In mediations, each party is pretty sure they're right and the other is wrong. Usually it's also a matter of "the principle of the thing". So, in small claims, one person may owe money to another, but for some reason there's been perceived unfairness or poor treatment, so one party files a claim against the other. A mediator's job is to help the parties hear each other and work out an agreement they both can live with, rather than going to trial. We tell them the judge won't be interested in what's fair or who did the most wrong thing to the other; the judge will simply apply the law. In this week's small claims court, one man said he had been treated rudely by a customer service department, so not only did he want his money back but also a written apology from the customer service person, who did not attend the session. Somehow we worked out an agreement. Small claims mediations last only an hour or so; I think of them as "Mediation Light".
In the other two mediations both parties were convinced the other had done them wrong. That's always the case - whether it's a divorcing couple, angry neighbors or a disgruntled tenant. Again, the job of mediators is to listen and reflect, to encourage the parties to hear each other and to reach an agreement they can live with. These mediations are scheduled for three hours but can go longer than that.
By Thursday evening, when I finished the final mediation for the week, I was tired!

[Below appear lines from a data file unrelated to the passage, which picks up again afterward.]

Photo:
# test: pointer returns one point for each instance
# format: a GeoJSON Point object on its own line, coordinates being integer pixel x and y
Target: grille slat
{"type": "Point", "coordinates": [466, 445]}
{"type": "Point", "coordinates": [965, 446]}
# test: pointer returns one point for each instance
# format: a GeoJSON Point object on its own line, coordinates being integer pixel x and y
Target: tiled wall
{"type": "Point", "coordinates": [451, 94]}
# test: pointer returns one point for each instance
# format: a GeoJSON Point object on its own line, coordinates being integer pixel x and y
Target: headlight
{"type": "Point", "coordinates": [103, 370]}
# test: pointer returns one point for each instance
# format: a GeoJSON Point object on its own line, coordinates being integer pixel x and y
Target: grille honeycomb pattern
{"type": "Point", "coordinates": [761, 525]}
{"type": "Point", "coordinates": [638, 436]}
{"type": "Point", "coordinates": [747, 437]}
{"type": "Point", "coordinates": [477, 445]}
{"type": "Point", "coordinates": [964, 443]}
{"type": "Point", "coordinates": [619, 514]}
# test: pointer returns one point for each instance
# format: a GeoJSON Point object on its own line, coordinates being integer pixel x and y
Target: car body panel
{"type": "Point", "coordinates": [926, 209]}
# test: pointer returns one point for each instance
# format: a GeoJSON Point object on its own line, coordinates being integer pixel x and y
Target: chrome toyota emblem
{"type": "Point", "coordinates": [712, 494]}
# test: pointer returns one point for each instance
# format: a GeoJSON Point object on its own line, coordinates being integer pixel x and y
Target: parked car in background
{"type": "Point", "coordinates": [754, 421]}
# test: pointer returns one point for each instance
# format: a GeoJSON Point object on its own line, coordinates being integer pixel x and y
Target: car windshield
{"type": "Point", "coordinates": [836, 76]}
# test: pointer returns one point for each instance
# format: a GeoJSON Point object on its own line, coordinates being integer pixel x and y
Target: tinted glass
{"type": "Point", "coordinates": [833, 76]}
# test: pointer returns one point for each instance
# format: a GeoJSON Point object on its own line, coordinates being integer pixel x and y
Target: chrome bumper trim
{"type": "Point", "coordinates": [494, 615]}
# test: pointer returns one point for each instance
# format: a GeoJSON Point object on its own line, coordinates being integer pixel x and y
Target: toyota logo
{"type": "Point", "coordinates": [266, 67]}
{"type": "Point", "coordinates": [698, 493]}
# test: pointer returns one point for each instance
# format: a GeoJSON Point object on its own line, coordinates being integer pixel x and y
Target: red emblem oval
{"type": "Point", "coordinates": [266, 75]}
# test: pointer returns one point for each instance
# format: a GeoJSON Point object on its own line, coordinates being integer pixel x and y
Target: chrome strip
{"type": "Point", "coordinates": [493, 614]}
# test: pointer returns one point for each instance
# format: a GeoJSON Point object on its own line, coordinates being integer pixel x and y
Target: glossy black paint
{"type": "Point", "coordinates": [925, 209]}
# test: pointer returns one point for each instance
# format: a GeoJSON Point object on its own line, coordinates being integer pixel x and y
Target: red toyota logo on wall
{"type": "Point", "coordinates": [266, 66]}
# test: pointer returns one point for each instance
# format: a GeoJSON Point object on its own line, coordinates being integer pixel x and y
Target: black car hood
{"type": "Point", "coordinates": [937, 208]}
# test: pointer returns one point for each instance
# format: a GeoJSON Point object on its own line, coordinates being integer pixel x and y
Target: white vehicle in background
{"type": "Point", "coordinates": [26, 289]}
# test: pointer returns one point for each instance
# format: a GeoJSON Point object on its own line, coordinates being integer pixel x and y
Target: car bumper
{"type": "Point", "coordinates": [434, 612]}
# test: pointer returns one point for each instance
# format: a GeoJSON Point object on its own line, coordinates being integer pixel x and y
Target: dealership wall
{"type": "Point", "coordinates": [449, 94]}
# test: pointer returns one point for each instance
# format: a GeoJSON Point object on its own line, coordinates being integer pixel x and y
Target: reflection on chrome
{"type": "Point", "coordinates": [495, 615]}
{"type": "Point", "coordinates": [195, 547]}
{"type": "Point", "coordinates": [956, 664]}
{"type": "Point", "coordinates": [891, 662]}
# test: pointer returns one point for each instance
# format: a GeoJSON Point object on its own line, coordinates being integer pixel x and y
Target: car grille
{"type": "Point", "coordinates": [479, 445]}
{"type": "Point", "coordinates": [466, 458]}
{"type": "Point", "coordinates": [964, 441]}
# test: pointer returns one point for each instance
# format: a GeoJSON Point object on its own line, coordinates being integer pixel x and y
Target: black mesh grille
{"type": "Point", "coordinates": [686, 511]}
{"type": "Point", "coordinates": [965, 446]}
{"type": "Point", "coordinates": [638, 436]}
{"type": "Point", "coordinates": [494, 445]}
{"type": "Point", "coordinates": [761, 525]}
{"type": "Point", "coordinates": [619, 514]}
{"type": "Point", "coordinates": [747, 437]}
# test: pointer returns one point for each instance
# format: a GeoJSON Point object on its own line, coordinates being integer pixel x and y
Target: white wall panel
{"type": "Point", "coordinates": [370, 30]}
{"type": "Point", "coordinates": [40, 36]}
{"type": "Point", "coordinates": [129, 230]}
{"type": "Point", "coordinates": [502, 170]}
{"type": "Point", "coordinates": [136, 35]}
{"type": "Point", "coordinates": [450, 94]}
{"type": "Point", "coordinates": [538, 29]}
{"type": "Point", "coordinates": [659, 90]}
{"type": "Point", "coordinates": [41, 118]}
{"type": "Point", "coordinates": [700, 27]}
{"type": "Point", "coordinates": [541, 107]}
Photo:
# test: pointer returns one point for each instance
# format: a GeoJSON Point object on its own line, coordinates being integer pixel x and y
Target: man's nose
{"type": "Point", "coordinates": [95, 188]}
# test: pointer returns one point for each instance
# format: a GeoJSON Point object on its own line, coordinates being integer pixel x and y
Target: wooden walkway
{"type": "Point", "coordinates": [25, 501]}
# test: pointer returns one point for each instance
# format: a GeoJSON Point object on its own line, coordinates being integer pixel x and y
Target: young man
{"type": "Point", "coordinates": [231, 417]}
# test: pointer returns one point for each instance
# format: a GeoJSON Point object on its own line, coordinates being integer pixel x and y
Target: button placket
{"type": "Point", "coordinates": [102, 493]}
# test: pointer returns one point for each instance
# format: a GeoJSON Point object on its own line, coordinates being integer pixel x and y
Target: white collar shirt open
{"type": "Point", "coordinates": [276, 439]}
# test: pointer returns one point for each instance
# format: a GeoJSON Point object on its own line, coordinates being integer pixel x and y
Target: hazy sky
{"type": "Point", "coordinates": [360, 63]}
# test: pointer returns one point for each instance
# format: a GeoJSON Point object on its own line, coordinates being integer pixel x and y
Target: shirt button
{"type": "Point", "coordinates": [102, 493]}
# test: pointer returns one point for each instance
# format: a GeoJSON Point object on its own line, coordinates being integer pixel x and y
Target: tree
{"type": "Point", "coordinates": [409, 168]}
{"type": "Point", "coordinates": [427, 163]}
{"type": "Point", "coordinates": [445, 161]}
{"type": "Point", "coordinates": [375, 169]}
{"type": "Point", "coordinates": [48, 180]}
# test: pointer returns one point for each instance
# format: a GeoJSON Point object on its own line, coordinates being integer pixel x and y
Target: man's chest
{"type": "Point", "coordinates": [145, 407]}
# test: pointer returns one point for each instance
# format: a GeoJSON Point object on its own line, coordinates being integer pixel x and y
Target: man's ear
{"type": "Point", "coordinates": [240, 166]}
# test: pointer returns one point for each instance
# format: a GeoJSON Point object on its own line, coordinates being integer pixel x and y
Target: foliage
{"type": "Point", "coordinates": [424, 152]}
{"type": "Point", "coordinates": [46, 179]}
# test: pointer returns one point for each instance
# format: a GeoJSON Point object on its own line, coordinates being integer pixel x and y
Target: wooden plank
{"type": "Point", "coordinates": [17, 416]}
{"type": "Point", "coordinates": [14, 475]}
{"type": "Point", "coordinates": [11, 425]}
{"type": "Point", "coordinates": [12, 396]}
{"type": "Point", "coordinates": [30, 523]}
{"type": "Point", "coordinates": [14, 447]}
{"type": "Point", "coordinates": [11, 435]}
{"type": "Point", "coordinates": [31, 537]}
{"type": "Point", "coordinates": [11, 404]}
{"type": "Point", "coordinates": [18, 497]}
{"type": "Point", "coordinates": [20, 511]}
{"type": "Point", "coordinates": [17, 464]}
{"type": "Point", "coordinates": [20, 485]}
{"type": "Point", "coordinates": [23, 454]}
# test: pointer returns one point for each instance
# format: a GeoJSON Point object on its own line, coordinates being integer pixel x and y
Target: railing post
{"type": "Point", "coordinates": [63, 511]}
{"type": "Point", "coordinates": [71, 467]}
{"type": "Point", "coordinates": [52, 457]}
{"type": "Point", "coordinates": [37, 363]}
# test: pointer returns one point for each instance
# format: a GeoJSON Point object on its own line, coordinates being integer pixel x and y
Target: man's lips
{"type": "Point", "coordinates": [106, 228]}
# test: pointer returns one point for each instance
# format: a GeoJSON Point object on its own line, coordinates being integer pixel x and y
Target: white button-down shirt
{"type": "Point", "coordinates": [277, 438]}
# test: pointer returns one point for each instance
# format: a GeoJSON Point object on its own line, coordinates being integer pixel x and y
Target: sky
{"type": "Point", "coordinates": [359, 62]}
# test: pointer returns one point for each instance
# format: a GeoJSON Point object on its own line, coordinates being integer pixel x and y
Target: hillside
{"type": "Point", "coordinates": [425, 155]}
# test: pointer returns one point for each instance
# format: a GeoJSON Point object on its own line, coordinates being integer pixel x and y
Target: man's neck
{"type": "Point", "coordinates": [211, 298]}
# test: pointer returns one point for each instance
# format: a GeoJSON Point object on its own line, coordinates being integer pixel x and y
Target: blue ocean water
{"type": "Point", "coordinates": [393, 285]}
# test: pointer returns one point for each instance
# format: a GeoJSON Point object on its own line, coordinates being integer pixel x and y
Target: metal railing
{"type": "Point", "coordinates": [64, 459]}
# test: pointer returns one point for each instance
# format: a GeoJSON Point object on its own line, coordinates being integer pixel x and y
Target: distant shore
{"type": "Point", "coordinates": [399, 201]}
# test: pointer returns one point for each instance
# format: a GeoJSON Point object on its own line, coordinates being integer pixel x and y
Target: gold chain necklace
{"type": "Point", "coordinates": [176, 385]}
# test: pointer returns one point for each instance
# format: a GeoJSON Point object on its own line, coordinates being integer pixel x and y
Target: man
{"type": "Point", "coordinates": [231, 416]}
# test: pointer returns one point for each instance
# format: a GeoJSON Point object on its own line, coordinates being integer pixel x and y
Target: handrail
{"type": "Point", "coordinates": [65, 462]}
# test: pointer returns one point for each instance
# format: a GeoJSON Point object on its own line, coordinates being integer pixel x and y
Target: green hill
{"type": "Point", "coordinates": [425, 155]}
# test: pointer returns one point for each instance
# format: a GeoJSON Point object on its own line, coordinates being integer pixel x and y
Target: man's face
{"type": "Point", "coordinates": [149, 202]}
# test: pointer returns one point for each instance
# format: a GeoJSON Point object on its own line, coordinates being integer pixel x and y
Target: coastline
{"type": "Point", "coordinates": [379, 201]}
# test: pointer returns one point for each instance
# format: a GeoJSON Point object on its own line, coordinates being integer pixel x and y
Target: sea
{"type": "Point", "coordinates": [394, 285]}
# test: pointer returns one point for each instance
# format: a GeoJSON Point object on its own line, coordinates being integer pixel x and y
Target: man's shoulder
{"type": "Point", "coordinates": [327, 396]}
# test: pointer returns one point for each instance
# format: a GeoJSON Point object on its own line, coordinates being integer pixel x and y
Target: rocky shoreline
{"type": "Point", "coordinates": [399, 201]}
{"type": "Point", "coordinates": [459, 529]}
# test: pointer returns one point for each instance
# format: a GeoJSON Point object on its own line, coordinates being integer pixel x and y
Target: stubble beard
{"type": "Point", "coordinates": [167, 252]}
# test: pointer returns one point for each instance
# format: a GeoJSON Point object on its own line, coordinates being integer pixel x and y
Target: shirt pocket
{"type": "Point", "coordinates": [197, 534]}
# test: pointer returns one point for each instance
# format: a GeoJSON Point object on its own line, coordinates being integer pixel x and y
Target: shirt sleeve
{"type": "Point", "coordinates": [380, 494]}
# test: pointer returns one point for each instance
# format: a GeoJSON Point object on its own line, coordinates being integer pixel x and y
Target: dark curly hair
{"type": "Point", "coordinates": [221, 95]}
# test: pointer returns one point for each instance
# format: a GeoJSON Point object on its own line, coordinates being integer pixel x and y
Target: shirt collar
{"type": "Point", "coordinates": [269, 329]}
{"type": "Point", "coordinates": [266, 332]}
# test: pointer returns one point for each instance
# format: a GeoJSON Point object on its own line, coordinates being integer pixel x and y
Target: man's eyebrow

On the home front, it's not always easy to be neutral and to seek common ground that's positive. I try to keep an open mind myself but I am not always successful. I felt wronged this weekend by two other residents of the household and I was quite annoyed. One of the other residents didn't think they had wronged me. They said it was a misunderstanding. I think it was a deliberate attempt to do an end run around my strongly-held brief. I wish I could have cloned myself and mediated between us. The issue is still unresolved. The cynical part of me thinks the other parties are going to ignore the issue and hope it goes away, which will leave me with the choice of pursuing it or letting it go. Behave myself or assert my rights. What should it be?
There are times when I think people with short fuses have too much control of things, and people with longer fuses have to put up with bad behavior. In the long run, I usually feel better when I am behaving myself.
Right now, though, I'm waiting to feel better.
Last week I didn't get to my water aerobics class, not even once, and I didn't walk. Tomorrow I start back to my regular exercise routine. That will help.